第334話 情報
数日後、彼方、香鈴、ティアナール、ミケ、レーネは王都を出て、飛行船が隠してあるゴーレム村に向かっていた。
薄暗い森の中を歩きながら、レーネが口を開く。
「で、結局、五歳の子との婚約は保留にしたのね」
「う、うん」
彼方はもごもごと口を動かす。
「ふーん。貴族との婚約話は全て断るって言ってたよね?」
「仕方ないだろ。断ろうとしたら、リリエッタが泣いちゃって」
「泣いた?」
「うん。英雄のお嫁さんになりたいって」
「それで断り切れなかったわけか。彼方らしいけど」
レーネは彼方の顔を覗き込む。
「まあ、保留しておくのは悪くない手かもね。英雄氷室彼方を娘の夫にできる可能性があるのなら、貴族たちも敵対行為に走ることはないだろうし」
「そうだな」とティアナールが言った。
「味方になってくれる貴族は多いほうがいい。
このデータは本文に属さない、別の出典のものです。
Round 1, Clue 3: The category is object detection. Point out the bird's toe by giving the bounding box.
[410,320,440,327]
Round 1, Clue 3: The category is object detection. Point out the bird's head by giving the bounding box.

彼方を狙う勢力はいくつもあるからな」
「キルハ城にいる兵士は百人ぐらいだけど大丈夫なの?」
「最低でも千人は欲しいところだな」
ティアナールが答えた。
「まあ、サダル国の侵攻は当分ないだろうし、あったとしてもカーティスがいる南のリシウス城が先に狙われる。注意すべきは四天王ゲルガの軍隊だ。奴らは西側の森から一気にキルハ城を攻めることができる。そうなれば百人でキルハ城を守るのは厳しい」
「うん。カーリュス教もゲルガと連絡を取ってるみたいだから、注意したほうがいいよ」
「ゲルガと?」
彼方の眉がぴくりと動いた。
「カーリュス教の信者がゲルガと接触してるって情報屋が教えてくれたの。あなたの情報を集めてるみたい」
「僕の情報か」
「あなたが王宮で千人殺しのリックルに勝ったことも知られてたわ」
「なんだとっ!?」
ティアナールが驚きの声をあげた。
「あの時、王宮にいたのは有力な貴族ばかりだったぞ。それなのに情報がカーリュス教の奴らに漏れているのか?」
「重要な情報はお金になるしね」
レーネは肩をすくめる。
「まっ、その場所にいた魔道師や兵士が情報を漏らした可能性もあるかな」
「金のためにヨム国の英雄の情報を流すとは…………」
ティアナールの眉間に深いしわが寄る。
「これは危険が危ないにゃ」
ミケが言った。
「彼方がしっぽ大好きってバレてしまうにゃ」
「いや、しっぽにこだわりはないから」
彼方はミケに突っ込みを入れる。
「まあ、あの模擬戦の情報が漏れても問題ないよ。バレてもいいような戦い方をしたから」
「バレてもいいような戦い方?」
ティアナールは首をかしげた。
「うん。少しだけどカードの発動も遅らせたし、呪文を詠唱してるふりもしたからね。その情報が広まってくれるのなら、より戦いやすくなるよ」
「そんなことまで考えて戦っていたのか?」
「まあね。もらった報酬で秘薬を買うみたいなこともいろんな人に話したし、うまくニセの情報を広められてると思う」
彼方は仲間たちを見回す。
――僕自身のことより、みんなを守るためにキルハ城を安全な場所にするのが先決か。お金の問題もあるけど、兵士の数も増やしておくべきだろうな。
その時、前方の茂みが音を立てた。
彼方、ティアナール、レーネがすぐに反応する。
香鈴とミケの前に出て、武器を構えた。
「誰だっ!」
ティアナールが声をあげると、額に角を生やした二十代の女が姿を見せた。
女の瞳は赤く、唇の両端から白い牙が見えている。
「あれ? キリーネじゃないか」
彼方は四天王ガラドスの参謀の名を口にした。
「やっと王都から出てきたか。氷室彼方」
キリーネはゆっくりと彼方に歩み寄る。
「どうしたの? 君がこんなところにいるなんて」
「ガラドス様の命令で、お前に情報を伝えに来たのだ」
「何の情報?」
「ゲルガがマゾン島の魔神ゼルズと手を組んだという情報だ」
その言葉に彼方の表情が硬くなった。